The paper also reinforces recent research suggesting that some sponsors may artificially inflate the valuation of their portfolio companies while marketing their funds—a phenomenon that could land the industry in hot water with regulators.

According to the paper, which studied the cash flows and valuation data of more than 800 buyout and venture capital funds raised from 1993 to 2009, ”the current fund’s most recent percentile rank (relative to its vintage-year cohort funds) has a positive and economically significant effect on the GP’s probability of successfully raising a follow-on fund and on the size of the fund raised.” The authors found the same correlation for both buyout and venture capital firms. For emerging managers and sponsors of small funds they found the correlation to be even stronger.

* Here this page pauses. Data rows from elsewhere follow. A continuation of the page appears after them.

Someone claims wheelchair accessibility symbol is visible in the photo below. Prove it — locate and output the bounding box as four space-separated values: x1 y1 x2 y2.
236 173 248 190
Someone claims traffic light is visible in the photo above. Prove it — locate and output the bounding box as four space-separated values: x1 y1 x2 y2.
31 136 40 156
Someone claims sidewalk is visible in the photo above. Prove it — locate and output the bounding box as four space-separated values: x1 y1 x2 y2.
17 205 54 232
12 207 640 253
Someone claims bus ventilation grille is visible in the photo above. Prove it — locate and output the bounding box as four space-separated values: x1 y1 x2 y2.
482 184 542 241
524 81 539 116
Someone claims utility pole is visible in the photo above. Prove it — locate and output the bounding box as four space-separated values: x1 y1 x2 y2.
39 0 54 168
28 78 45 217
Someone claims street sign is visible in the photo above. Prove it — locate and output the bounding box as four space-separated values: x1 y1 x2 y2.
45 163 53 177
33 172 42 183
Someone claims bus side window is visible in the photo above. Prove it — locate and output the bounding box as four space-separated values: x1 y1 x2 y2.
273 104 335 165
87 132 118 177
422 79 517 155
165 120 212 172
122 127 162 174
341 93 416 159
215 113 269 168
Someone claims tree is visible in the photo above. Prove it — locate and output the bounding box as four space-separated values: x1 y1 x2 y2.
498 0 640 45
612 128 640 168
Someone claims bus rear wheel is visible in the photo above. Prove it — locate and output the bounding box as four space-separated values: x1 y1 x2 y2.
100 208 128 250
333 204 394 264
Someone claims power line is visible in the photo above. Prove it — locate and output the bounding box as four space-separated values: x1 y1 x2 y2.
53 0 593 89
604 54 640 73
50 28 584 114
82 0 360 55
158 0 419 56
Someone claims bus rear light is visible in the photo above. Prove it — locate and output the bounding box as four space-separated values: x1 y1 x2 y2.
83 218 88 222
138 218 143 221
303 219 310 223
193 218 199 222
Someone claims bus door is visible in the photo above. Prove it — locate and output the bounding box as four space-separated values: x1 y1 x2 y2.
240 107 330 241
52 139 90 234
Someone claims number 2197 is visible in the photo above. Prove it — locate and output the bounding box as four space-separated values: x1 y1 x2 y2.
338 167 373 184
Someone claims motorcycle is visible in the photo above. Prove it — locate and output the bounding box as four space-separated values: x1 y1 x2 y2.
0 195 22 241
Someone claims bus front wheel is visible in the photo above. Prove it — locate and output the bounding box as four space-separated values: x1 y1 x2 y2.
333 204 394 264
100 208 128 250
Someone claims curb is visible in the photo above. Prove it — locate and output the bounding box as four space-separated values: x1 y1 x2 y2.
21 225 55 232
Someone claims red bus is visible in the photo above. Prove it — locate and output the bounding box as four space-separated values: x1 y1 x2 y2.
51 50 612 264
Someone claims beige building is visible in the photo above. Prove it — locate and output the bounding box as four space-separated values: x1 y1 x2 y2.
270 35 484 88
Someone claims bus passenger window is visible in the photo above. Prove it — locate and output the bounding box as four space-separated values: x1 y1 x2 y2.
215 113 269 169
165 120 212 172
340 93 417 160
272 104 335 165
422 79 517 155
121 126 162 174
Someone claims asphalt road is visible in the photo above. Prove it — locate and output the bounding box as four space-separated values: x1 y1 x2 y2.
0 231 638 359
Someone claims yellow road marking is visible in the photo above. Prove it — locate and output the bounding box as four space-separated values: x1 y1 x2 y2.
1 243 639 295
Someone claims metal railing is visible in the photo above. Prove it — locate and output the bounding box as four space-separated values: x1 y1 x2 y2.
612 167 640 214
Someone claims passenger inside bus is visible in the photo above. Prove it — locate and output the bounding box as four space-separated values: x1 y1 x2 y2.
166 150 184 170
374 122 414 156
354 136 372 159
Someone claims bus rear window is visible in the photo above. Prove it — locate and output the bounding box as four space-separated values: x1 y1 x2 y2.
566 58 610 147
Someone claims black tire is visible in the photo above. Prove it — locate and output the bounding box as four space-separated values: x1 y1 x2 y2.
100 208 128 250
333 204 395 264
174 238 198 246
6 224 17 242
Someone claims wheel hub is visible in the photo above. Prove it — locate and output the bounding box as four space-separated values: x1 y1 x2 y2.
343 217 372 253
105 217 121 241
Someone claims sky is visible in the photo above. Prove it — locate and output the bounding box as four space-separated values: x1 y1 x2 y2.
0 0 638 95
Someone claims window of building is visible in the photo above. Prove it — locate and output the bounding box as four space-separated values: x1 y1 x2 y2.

The paper, dated November 18 and titled “Interim Fund Performance and Fundraising in Private Equity,” is co-authored by colleagues at the Graduate School of Management at the University of California, Davis—Professor Brad M. Barber and Associate Professor Ayako Yasuda. They used data provided by Preqin.

Given the obvious incentive sponsors have to demonstrate strong performance while marketing a fund, the authors hypothesized—and indeed found—that sponsors time their fundraises for periods when their most recent fund’s interim performance peaks. Wrote the authors: “For buyout fundraisers, the performance of the current fund peaks three quarters prior to the conclusion of fundraising; for VC funds, the peak performance is observed at the conclusion of fundraising.”

At the same time, the authors found that emerging managers and sponsors of small funds mark down the net asset values of their portfolios so significantly in the wake of fundraising that it suggests they may be inflating their NAVs during fundraising. They did not find this to be the case among older, more established firms. However, the paper notes that ”the erosion in fundraisers’ performance ranks might also naturally occur as a result of mean reversion…”

The issue of possible valuation inflation during fundraisings has become an important one for the industry to address, according to the paper. Speaking in early 2013 at the Private Equity International Conference in New York City, Bruce Karpati, then chief of the U.S. Securities and Exchange Commission enforcement division’s asset management unit, said: “One type of manager misconduct we’ve observed involves writing up assets during a fundraising period and then writing them down soon after the fundraising period closes.”